Vini non convenzionali
Sono vini più o meno fatti come negli ultimi duemila anni, con maggior rispetto per terreni ed ambiente, con un po’ più di lavoro e qualche preghierina agli dei. Ora vengono chiamati sostenibili, naturali, biologici, biodinamici, a seconda degli obbiettivi giudicati prioritari o della parrocchia di riferimento. A pensarci bene il naturale percorso del vino è quello di diventare aceto, un derivato che non piace come il vino, e quindi ecco l’arrabattarsi dell’uomo a ritardare con mille artifizi questa fine poco commerciale.
Il paradosso sta nel fatto che, quando diciamo di un vino che avrà lunga vita, in realtà tecnicamente sarebbe una lenta morte, ma tutto sta nell’intenderci. Ecco il motivo per cui nei vini “non convenzionali” potrebbero, con naturalezza, formarsi molecole non salutari da degrado biologico, come cadaverine o putrescine il cui nome è tutto un programma, anche questo sempre naturale.

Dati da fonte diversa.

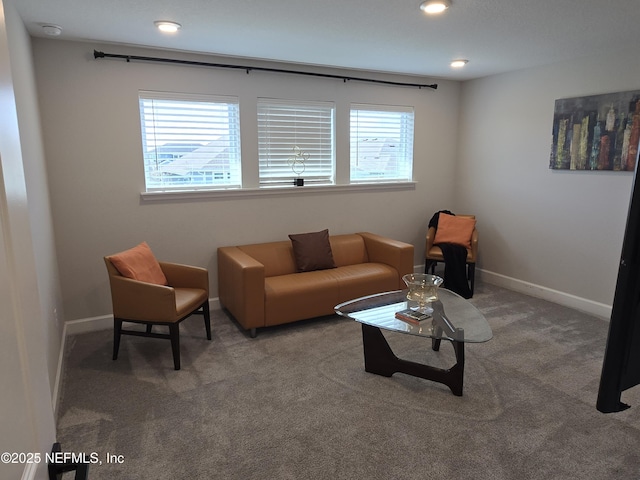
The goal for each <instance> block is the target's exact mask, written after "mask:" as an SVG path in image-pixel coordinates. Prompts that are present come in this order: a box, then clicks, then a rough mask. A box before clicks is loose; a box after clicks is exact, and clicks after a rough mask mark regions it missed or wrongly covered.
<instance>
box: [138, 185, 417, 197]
mask: <svg viewBox="0 0 640 480" xmlns="http://www.w3.org/2000/svg"><path fill="white" fill-rule="evenodd" d="M415 188H416V182H390V183H361V184H352V185H322V186H307V187H274V188H234V189H227V190H176V191H170V192H142V193H141V194H140V198H141V199H142V200H143V201H144V202H157V201H170V200H202V199H225V200H228V199H229V198H251V197H262V196H266V195H307V194H310V193H332V194H333V193H339V192H363V191H366V192H382V191H389V190H415Z"/></svg>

Sono leggermente pessimista sulla dipendenza dalla chimica per l’alimentazione dell’uomo del futuro, penso che la chimica alla fine vincerà, quella del DNA e delle tecniche di laboratorio, sempre più progredite negli anni a venire. Con una popolazione oggi di 7,5 miliardi di persone ed un inarrestabile bisogno di città, strade, auto, centri commerciali, merci di ogni tipologia, tutto per non fermare le economie e risvegliarci improvvisamente poveri, è solo una questione di tempo. Mangeremo la bistecca al gusto di “manza chianina” ricavata dalla coltura di cellule in laboratorio, o la banana gigante del film “Il dormiglione” di Woody Allen, o un Carmenère dei Colli Berici fatto con tutte le 200-300 sostanze da sintesi che dentro ci vogliono, questa volta sì davvero un vino non convenzionale di origine controllata.